Between January and March this year, the company's dairy and nutritional portfolio brought in gross sales of A$804,379; this represented 121% of total sales during the entire second half of 2017.
This comes not long after its A$700,000 ($300,000 in cash and $400,000 in shares) acquisition of 80% of infant skincare company Little Innoscents in February.
For the 2017 financial year, Wattle raked in A$900,000 in revenue, from which A$250,000 in underlying earnings were generated.
New places, new products
This year, the company has entered Macau, and secured its first order in India for its natural baby food range.
This adds to Wattle's presence in Vietnam, the Middle East, and China, where Tesco Lotus is one of its three major distributors.
In Australia alone, its products are available at 700 retail stores, and it counts Australian Pharmaceutical Industries, JR Duty Free and Metcash among its distributors.

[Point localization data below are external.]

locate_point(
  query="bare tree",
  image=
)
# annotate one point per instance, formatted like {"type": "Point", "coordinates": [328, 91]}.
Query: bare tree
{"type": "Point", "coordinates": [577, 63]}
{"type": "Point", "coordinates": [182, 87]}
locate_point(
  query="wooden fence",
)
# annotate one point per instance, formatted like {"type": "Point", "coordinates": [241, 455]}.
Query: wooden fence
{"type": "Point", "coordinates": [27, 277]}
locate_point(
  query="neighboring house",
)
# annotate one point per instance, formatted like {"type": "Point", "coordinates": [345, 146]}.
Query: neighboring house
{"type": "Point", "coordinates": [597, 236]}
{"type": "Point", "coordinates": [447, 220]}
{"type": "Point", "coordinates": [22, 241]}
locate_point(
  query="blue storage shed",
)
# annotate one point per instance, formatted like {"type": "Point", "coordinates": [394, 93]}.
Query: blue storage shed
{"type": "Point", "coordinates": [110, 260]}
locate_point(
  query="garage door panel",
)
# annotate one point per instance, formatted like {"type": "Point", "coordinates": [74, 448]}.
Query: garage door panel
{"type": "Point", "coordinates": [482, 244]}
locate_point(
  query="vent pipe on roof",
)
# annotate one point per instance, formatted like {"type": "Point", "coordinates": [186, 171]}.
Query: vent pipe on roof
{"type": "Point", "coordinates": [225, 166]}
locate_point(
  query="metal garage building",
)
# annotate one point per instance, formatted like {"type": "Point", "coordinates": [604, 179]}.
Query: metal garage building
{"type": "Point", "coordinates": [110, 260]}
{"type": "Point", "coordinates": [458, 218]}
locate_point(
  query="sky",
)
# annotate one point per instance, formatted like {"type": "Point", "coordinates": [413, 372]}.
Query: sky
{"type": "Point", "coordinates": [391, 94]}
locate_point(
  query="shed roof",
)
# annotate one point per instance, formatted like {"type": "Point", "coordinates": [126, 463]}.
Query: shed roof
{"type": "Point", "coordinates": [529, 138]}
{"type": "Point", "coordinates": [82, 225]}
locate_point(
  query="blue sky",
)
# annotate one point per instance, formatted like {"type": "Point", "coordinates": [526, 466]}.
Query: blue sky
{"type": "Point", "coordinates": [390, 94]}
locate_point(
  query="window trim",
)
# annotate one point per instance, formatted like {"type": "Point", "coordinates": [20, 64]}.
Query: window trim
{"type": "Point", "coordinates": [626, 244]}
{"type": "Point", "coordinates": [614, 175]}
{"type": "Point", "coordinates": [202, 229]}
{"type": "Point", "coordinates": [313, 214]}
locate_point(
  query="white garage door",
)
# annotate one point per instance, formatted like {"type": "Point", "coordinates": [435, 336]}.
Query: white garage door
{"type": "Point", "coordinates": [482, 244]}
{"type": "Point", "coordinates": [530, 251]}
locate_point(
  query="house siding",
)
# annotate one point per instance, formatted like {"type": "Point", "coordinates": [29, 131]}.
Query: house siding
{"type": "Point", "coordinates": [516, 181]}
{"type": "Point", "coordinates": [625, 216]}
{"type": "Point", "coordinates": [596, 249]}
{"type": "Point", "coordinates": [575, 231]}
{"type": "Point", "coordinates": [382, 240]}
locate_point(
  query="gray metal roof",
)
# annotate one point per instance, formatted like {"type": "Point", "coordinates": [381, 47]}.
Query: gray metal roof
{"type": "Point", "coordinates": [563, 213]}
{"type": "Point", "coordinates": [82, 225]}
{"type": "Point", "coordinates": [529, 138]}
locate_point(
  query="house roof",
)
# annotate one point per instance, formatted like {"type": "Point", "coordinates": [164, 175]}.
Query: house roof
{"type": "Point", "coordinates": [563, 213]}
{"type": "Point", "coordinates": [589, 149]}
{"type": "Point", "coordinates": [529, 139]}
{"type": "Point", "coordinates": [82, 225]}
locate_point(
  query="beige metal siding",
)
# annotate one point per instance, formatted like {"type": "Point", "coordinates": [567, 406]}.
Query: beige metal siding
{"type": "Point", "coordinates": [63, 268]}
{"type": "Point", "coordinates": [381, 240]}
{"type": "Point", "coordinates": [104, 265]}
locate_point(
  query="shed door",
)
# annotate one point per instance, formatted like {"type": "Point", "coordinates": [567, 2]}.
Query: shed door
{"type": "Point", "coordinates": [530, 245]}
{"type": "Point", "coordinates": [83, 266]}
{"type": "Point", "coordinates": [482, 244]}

In February, Australian contract manufacturer Blend and Pack secured a 'brand slot' with the China Food and Drug Administration (CFDA) for Wattle's goat milk infant formula, which it hopes will be on shelves in China by the second half of the year.
While Wattle has thus far specialised in infant nutrition, it recently introduced nutritional dairy products meant for students, nursing mothers, and the elderly.
What's next?
Wattle requested that trading of its securities be suspended after it had released its Q1 2018 sales figures.
The company's official statement, released on 6 April, said it would announce on a later date the finalisation of a joint venture, as well as a possible raising of capital.
This voluntary suspension is to last until 20 April, or until Wattle has finalised either or both of the aforementioned initiatives.